The law allows for businesses to apply for waivers for privacy reasons.

LLCs that fail to disclose their beneficial owners for a period of two years will be considered delinquent. If they continue to refuse to disclose after receiving a delinquency notice from the state, they can face a penalty of $250.

While the fine is small, the state could use other options to enforce the law. LLCs that don’t comply might not be able to operate lawfully without the disclosure, Stakey said, noting further analysis of the final version of the law would be needed to determine how it might be enforced.

Assemb. Fred Thiele Jr., a Democrat from Sag Harbor who signed on as a co-sponsor of the bill, said he supported it because he believes it could bring more transparency to decisions around land use and zoning.
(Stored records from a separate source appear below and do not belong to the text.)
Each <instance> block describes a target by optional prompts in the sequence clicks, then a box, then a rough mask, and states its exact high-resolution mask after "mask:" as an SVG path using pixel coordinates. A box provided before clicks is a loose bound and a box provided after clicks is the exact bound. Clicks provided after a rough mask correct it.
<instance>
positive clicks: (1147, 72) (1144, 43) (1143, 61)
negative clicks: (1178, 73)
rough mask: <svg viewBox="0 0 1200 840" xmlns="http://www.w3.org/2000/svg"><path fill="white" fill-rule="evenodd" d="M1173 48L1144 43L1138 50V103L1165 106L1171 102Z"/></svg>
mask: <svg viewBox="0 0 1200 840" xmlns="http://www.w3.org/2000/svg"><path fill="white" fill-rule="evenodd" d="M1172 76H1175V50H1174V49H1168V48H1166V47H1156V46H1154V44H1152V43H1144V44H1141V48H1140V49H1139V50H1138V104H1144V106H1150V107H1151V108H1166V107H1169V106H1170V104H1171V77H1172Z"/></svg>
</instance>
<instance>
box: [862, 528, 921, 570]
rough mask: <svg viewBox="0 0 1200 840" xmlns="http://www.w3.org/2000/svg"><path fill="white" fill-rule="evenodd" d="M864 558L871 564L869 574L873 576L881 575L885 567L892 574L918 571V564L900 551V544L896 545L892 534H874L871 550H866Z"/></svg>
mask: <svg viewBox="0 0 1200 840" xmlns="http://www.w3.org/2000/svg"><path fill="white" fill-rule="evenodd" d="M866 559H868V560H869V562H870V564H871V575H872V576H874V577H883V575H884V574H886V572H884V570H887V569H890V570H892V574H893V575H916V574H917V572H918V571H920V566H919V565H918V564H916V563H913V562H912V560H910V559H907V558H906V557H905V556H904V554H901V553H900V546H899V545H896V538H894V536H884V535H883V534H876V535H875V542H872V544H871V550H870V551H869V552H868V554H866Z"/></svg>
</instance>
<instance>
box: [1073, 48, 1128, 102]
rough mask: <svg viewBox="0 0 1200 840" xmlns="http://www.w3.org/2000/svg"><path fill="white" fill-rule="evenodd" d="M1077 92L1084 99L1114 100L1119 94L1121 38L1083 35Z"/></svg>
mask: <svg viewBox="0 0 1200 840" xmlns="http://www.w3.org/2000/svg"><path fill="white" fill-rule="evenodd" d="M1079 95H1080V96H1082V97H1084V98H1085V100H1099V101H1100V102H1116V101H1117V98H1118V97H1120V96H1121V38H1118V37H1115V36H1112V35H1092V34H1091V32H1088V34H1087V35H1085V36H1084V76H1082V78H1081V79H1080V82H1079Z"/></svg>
Thiele said he noticed the pervasiveness of LLCs during his time in local government and as village attorney in Sag Harbor. For example, he estimated that LLCs represented at least three-quarters of applicants seeking a wetlands permit from the village’s Harbor Committee, which must approve building on property near protected wetlands.

The Community Preservation Fund, which buys land on the East End for conservation, would also benefit from the transparency offered by the bill, Thiele said. The fund, established in 1998 through voter referendum, has collected about $2 billion from a 2% real estate transfer tax.

“You’re acquiring land from LLCs in a lot of cases, and you don’t know who they are. It raises some issues for local government in terms of potential conflicts of interest,” he said. “The public wants to know where its money is going and what’s behind these transactions.”

CORRECTION: A bill passed by the State Legislature would require limited liability companies to disclose their beneficial owners. The expanded form of the acronym LLC was incorrect in an earlier version of this article.